Along the gravel drive
August 9, 2011 § Leave a comment
Just about every week I drive to a little town between Boulder and Longmont to pick up my milk, from a small farm where I have a share in the herd. I am obsessed with this milk. The icing on the cake (cream on the top?) is that in order to obtain it I get to go out to a farm and smell that dairy smell, see new kittens lingering the doorways with their dewy glassy eyes, say hello to the curious gray goat, and watch the hens pecking around and making feed bags crinkle.

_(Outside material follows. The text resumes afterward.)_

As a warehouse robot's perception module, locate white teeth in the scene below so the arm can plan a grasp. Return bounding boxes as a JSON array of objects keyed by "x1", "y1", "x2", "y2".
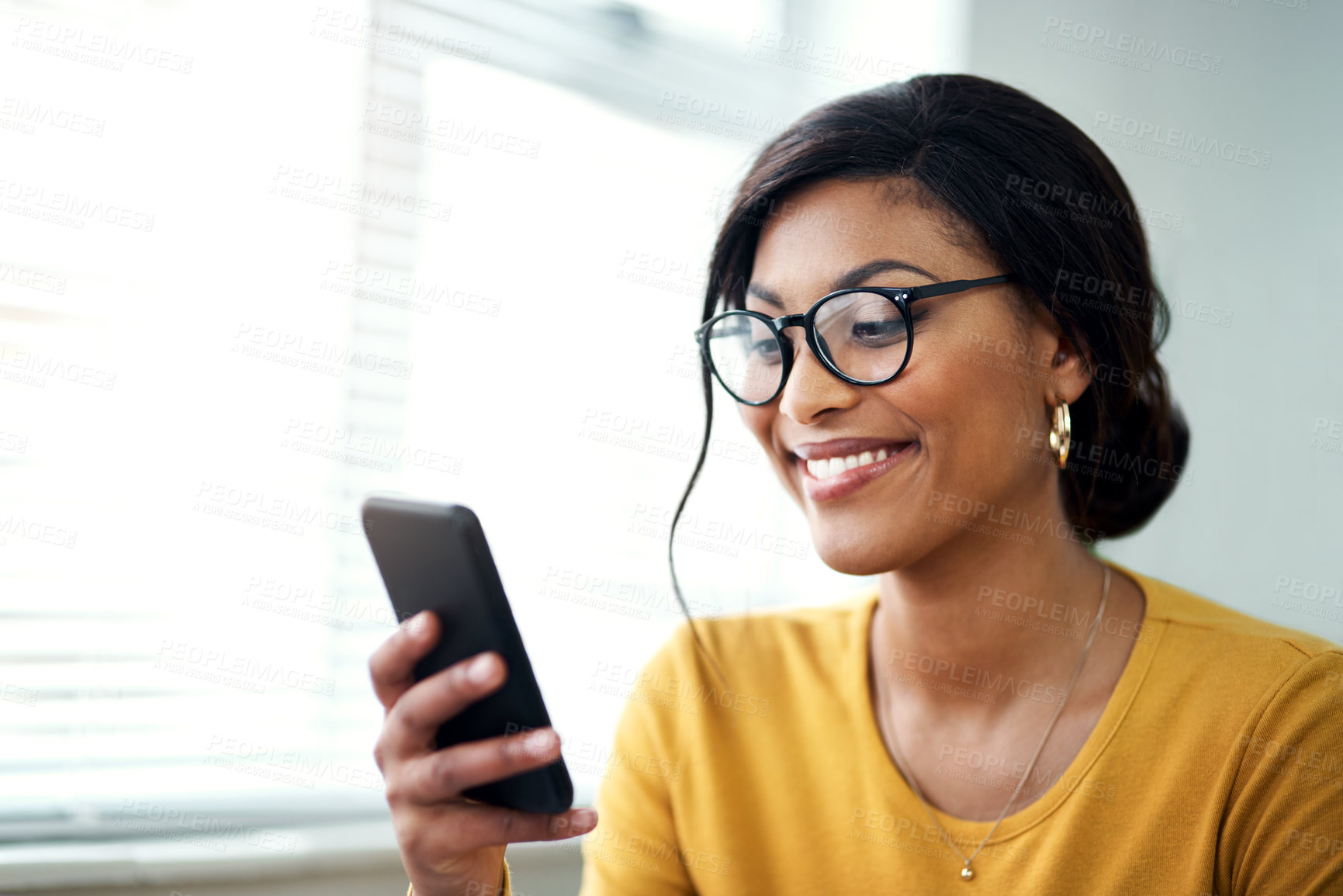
[{"x1": 807, "y1": 448, "x2": 889, "y2": 479}]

The last two times I’ve gone to the farm, I’ve gotten some additional glimpses of the good ol’ country life in this state of Colorado. (Something I am always glad to see persisting despite the influx of wealthy outdoor adventurers and trendy corporate professionals.) Two weeks ago (I missed a week between), as I was pulling around a corner to go out the long gravel drive, there in front of me were two girls on horseback. They were probably in their early teens, on chestnut horses, just ambling down the way and laughing with each other. Such a scene I’ve imagined or read about so many times I can’t count. Every horse-crazy girl imagines long rides on horseback with her best of friends and her best of horses. It made me happy to realize that this does still happen, in real life, not just in the imagination. Despite the blur of speeding-up technology and speeding-up society, and also the speeding-up of growing up, there can still be these slowed-down, timeless, quiet, enjoying-childhood moments.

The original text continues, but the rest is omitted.